Hal ini terkait kebijakan sistem gerbang berbayar yang diterapkan PT JIEP sebagai akses masuk ke Kawasan Industri Pulogadung (KIP).

“Kami sudah bilang sama mereka (PT JIEP), masyarakat harus diberi hak jalan. Tapi masyarakat juga bermasalah,” kata Basuki, di Balai Kota, Selasa (5/1/2016).

Menurut Basuki, banyak warga di sana yang mendirikan bangunan liar di tanah milik PT JIEP.

Sehingga, kedua belah pihak yang tengah berseteru harus duduk bersama. Sebab, di sana juga banyak warga yang tidak mendirikan bangunan secara ilegal.

“Sebagian warga rumahnya liar.
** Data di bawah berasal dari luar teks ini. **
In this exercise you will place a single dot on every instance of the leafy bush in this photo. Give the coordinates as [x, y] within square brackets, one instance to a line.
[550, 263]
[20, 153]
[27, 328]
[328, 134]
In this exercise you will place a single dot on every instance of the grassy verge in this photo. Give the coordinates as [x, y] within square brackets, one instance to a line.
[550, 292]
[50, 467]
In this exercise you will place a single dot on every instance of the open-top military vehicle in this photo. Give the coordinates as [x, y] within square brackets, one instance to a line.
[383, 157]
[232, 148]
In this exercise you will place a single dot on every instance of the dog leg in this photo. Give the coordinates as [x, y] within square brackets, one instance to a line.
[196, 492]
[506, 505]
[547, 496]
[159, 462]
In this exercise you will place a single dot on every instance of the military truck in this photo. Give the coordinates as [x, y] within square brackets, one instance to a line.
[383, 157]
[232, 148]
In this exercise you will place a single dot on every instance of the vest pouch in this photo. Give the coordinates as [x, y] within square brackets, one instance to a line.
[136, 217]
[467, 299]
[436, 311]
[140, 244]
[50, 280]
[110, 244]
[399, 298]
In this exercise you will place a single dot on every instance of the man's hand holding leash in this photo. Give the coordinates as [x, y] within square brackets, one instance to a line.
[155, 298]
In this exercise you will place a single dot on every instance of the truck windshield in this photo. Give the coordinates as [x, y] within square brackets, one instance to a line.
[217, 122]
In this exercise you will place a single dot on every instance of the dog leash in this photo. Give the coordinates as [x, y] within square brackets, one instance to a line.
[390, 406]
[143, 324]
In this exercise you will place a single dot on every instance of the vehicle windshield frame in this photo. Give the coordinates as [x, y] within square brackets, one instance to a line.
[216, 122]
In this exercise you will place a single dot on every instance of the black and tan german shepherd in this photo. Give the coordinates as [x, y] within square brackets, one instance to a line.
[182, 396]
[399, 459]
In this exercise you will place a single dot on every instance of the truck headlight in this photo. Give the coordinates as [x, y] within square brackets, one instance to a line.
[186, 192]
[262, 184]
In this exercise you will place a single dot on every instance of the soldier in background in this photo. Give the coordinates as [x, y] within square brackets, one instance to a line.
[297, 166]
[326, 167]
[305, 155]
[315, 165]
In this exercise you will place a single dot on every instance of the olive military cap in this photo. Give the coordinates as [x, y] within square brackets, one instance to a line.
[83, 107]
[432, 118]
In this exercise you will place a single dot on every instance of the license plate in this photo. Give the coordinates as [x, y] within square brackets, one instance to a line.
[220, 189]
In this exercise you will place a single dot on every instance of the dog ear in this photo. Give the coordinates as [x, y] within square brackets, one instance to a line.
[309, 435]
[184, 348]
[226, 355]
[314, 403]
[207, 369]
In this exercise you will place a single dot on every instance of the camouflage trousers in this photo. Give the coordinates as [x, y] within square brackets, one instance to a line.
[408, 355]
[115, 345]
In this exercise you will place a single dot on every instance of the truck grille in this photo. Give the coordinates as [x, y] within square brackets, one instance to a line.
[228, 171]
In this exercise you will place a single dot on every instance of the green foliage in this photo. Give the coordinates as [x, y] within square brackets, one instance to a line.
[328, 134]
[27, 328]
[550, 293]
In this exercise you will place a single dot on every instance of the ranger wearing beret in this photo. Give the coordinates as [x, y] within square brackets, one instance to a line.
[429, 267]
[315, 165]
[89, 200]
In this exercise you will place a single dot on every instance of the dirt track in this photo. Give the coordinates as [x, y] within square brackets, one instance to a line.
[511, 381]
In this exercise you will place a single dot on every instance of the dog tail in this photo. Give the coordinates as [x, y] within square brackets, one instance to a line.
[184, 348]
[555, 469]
Kami mau dorong itu, karena kawasan Pulogadung belum dibebaskan juga,” kata Basuki.

Sebelumnya, ratusan warga Kelurahan Jatinegara di Cakung melakukan aksi demo di sekitar kawasan KIP. Demo terkait penerapan sistem berbayar di kawasan tersebut.

Sekretaris Perusahaan PT JIEP Asrul Waryanto menjelaskan bahwa penerapan sistem berbayar ini merupakan program lama yang sudah direncanakan oleh JIEP.

Selama ini, kata dia, kawasan JIEP selama ini terlalu bebas diakses sehingga kerap disalahgunakan untuk parkir liar maupun warung remang-remang.

Atas kebijakan ini, warga meminta Basuki turun tangan menyelesaikan permasalahan ini.

Ketua Forum RW Kelurahan Jatinegara, Khaerudin, mengatakan, penerapan gerbang berbayar mempersulit warga yang memanfaatkan jalan di kawasan KIP untuk beragam aktivitas. Misalnya menuju sekolah, puskesmas, rumah sakit, pasar, dan lainnya.